The salad did not last long and soon Sammy was spooning remnants
of the dressing and leftover morsels into his mouth as we awaited our main
order. My taste buds’ first encounter
left me with skyrocketing expectations.
By then it was almost 5pm and customers slowly began
trickling in, some by car, others by foot.
It was obvious that this barangay’s watering hole has already built
quite a reputation even to non-locals.
The sisig came, sizzling, hot and aromatic, followed shortly
by two plates, each with four mounds of rice rolled in some orange concoction.
Believe it or not, and I can’t believe it at first, each plate of rice costs
only P10.
I thought the rice was too much for one sitting. But when I stirred in a few bits of the sisig
with a spoonful of rice into my mouth I realized that the first bite should be
followed immediately by another, then another.

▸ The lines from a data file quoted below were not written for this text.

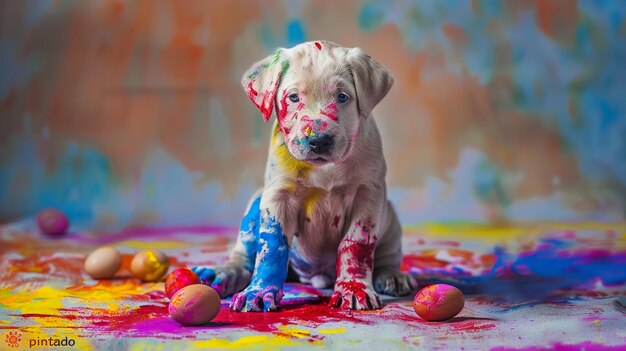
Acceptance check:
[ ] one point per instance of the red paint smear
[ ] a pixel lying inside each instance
(312, 314)
(358, 255)
(336, 222)
(330, 111)
(266, 104)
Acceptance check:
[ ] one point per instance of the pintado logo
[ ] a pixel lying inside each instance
(13, 338)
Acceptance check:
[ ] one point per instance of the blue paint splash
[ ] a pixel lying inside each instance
(249, 233)
(551, 268)
(295, 33)
(272, 257)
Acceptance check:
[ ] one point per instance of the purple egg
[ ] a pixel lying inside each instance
(52, 222)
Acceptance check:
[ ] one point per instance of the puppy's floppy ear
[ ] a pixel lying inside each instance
(372, 80)
(262, 79)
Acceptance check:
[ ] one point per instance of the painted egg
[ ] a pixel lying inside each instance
(149, 265)
(103, 263)
(438, 302)
(194, 305)
(52, 222)
(178, 279)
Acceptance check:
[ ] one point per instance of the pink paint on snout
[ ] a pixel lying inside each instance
(330, 111)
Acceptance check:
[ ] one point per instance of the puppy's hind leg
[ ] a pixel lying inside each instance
(236, 273)
(388, 279)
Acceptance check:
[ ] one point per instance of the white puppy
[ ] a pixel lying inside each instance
(324, 207)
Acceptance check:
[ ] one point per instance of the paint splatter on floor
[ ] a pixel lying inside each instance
(541, 287)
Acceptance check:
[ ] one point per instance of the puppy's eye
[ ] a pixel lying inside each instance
(294, 97)
(343, 97)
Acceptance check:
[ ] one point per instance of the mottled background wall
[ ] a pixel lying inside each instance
(131, 112)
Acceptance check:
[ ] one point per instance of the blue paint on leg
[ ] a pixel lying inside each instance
(206, 274)
(249, 233)
(266, 288)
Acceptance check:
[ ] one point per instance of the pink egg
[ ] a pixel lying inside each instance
(178, 279)
(52, 222)
(194, 305)
(438, 302)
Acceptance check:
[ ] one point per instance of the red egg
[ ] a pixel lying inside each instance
(438, 302)
(52, 222)
(178, 279)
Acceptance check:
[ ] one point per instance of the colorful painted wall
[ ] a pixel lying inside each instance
(131, 112)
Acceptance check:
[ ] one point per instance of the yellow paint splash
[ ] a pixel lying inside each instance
(289, 163)
(332, 331)
(295, 332)
(310, 202)
(512, 232)
(252, 342)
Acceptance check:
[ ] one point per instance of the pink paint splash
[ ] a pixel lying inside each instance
(330, 111)
(587, 346)
(265, 102)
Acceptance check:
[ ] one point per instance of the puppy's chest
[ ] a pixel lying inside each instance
(322, 218)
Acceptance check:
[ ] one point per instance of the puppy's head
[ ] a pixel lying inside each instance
(320, 92)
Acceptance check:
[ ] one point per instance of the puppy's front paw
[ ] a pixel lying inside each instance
(394, 283)
(226, 280)
(254, 298)
(355, 295)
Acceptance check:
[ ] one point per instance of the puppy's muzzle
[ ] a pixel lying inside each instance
(322, 145)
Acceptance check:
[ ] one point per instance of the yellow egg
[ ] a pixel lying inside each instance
(438, 302)
(103, 263)
(149, 265)
(194, 305)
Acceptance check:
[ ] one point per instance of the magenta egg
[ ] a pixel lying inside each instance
(195, 304)
(52, 222)
(438, 302)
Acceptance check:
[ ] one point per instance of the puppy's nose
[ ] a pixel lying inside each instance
(321, 144)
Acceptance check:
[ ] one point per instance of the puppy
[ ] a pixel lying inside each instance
(323, 209)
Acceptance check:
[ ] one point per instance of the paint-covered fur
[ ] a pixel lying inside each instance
(323, 208)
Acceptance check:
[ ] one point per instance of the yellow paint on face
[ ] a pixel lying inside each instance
(289, 163)
(309, 132)
(311, 201)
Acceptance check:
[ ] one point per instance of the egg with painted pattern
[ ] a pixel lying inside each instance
(195, 304)
(438, 302)
(178, 279)
(103, 263)
(149, 265)
(52, 222)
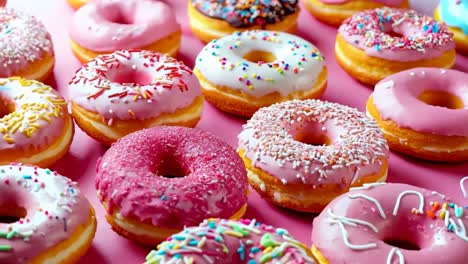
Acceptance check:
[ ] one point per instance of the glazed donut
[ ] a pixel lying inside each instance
(36, 127)
(245, 71)
(334, 12)
(214, 19)
(75, 4)
(103, 27)
(128, 90)
(53, 221)
(26, 48)
(419, 112)
(225, 241)
(391, 223)
(302, 154)
(370, 54)
(155, 181)
(454, 14)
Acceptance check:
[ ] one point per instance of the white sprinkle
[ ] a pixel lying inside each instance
(462, 186)
(371, 199)
(402, 194)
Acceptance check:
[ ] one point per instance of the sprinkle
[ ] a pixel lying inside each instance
(5, 247)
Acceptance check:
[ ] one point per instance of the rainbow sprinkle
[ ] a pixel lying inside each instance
(375, 26)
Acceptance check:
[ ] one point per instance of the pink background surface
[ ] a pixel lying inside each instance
(79, 163)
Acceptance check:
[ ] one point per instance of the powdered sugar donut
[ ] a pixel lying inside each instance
(302, 154)
(391, 223)
(26, 48)
(156, 181)
(129, 90)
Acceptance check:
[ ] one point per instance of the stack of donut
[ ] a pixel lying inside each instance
(162, 182)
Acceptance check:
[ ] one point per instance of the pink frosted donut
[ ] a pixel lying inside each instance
(374, 44)
(26, 48)
(154, 182)
(302, 154)
(391, 223)
(119, 93)
(54, 221)
(109, 25)
(225, 241)
(420, 112)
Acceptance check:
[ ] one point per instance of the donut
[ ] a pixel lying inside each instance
(245, 71)
(48, 219)
(419, 112)
(26, 48)
(76, 4)
(225, 241)
(454, 14)
(119, 93)
(391, 223)
(36, 127)
(102, 27)
(302, 154)
(408, 40)
(334, 12)
(214, 19)
(155, 181)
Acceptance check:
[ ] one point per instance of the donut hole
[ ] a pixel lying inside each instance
(442, 99)
(402, 243)
(11, 214)
(118, 16)
(127, 75)
(259, 56)
(170, 168)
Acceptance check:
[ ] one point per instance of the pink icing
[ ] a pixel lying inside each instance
(23, 40)
(246, 241)
(134, 85)
(384, 2)
(128, 177)
(396, 98)
(54, 205)
(441, 240)
(358, 148)
(110, 25)
(39, 117)
(422, 37)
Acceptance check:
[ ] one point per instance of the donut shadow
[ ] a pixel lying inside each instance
(93, 255)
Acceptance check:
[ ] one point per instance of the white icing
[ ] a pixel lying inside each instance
(402, 194)
(401, 258)
(371, 199)
(287, 48)
(346, 241)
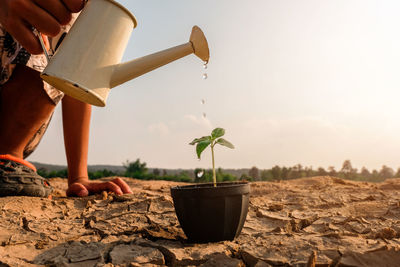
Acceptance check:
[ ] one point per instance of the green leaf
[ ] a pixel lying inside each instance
(217, 132)
(224, 142)
(197, 140)
(201, 146)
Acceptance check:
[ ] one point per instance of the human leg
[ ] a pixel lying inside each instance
(24, 107)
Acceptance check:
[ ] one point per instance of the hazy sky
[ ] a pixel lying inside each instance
(292, 81)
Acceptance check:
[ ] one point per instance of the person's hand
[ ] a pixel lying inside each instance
(19, 16)
(83, 187)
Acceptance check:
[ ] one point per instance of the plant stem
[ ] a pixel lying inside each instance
(214, 175)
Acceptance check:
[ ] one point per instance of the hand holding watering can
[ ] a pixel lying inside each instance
(87, 64)
(47, 16)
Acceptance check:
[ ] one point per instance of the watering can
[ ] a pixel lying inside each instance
(87, 63)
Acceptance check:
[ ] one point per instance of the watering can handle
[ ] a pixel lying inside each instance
(43, 44)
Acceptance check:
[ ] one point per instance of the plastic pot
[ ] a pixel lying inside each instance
(210, 214)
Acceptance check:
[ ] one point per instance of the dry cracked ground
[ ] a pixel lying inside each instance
(320, 221)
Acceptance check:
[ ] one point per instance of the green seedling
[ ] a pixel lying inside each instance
(211, 140)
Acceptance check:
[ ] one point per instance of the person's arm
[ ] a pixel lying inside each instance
(76, 124)
(19, 16)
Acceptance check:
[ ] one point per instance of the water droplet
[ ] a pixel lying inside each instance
(200, 173)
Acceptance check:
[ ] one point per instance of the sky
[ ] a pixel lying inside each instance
(310, 82)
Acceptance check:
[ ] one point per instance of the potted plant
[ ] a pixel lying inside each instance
(211, 212)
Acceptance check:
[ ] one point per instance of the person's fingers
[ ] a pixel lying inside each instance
(77, 189)
(41, 20)
(25, 37)
(123, 185)
(74, 5)
(57, 9)
(107, 186)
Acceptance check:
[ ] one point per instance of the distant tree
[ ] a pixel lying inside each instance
(246, 177)
(397, 175)
(135, 169)
(332, 171)
(365, 173)
(199, 175)
(321, 172)
(254, 173)
(266, 175)
(375, 174)
(276, 172)
(285, 173)
(309, 171)
(386, 172)
(347, 170)
(156, 172)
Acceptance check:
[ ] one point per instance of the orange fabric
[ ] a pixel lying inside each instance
(23, 162)
(46, 42)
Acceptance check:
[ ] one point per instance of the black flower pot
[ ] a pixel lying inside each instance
(210, 214)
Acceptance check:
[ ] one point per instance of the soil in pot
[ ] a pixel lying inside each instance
(210, 214)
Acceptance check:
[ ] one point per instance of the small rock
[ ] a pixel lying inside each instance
(125, 254)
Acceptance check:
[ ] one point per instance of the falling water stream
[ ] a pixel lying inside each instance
(205, 76)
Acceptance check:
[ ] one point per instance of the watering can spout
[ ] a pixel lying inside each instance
(127, 71)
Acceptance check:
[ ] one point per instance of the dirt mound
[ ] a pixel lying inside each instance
(322, 220)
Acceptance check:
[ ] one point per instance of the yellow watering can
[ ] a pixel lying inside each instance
(87, 63)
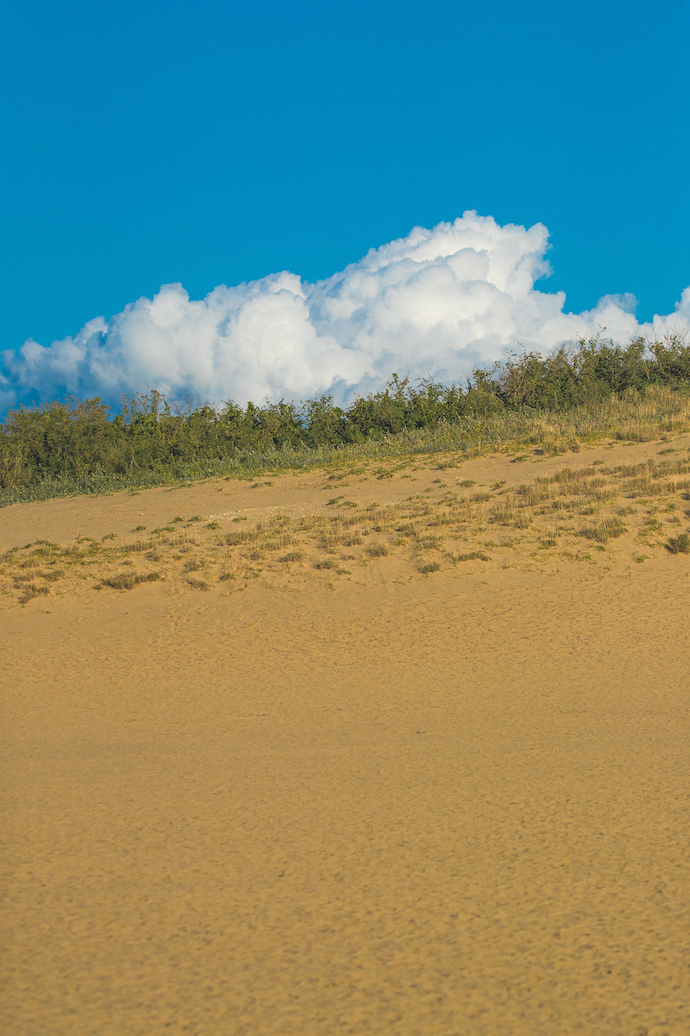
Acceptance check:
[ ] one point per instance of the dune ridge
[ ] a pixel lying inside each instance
(428, 777)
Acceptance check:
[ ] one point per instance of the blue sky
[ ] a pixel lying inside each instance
(212, 142)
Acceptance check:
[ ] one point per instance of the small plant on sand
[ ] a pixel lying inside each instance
(377, 550)
(609, 528)
(293, 555)
(32, 592)
(680, 545)
(127, 580)
(198, 583)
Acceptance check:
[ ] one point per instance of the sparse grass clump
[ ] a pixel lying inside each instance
(604, 530)
(127, 580)
(680, 545)
(377, 550)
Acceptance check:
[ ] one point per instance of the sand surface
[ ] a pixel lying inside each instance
(356, 800)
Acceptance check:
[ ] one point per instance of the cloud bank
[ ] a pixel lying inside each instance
(438, 301)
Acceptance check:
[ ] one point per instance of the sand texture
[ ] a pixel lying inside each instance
(418, 768)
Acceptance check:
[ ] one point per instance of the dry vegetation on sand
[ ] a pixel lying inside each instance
(607, 507)
(395, 745)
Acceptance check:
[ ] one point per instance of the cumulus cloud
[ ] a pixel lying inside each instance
(438, 301)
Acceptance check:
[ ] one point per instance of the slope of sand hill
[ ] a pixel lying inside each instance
(412, 768)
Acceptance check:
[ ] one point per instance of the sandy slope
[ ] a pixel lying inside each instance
(383, 803)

Soon, I was looking at an almost empty plate which would be a sin if I
left it that way. So I diligently
scraped the little sisig left on the sizzling plate and merged them in my mouth
with the last remaining rice.
The meal was heavy and a bit early for dinner. But it was satisfying, fun, and an adventure
that is worth doing all over again, and is certainly a great deal what with the
measly P128 that we have to shell out for such a flavorful meal. I’m pretty sure that the other dishes in the
display counter are equally good, but they have to wait for another visit.
The ride home was slower because Sammy, the newbie, felt the
added weight in his every stroke of the pedal.
But we were not in a hurry. When
you’ve just had a beautiful meal, you would want to take it slow.
There are two Talisays in Lipa; one is beside Taal Lake and
is known as the gateway to Taal Volcano, the other is at the footstep of the
Malarayat mountain range – this is where we had our sisig.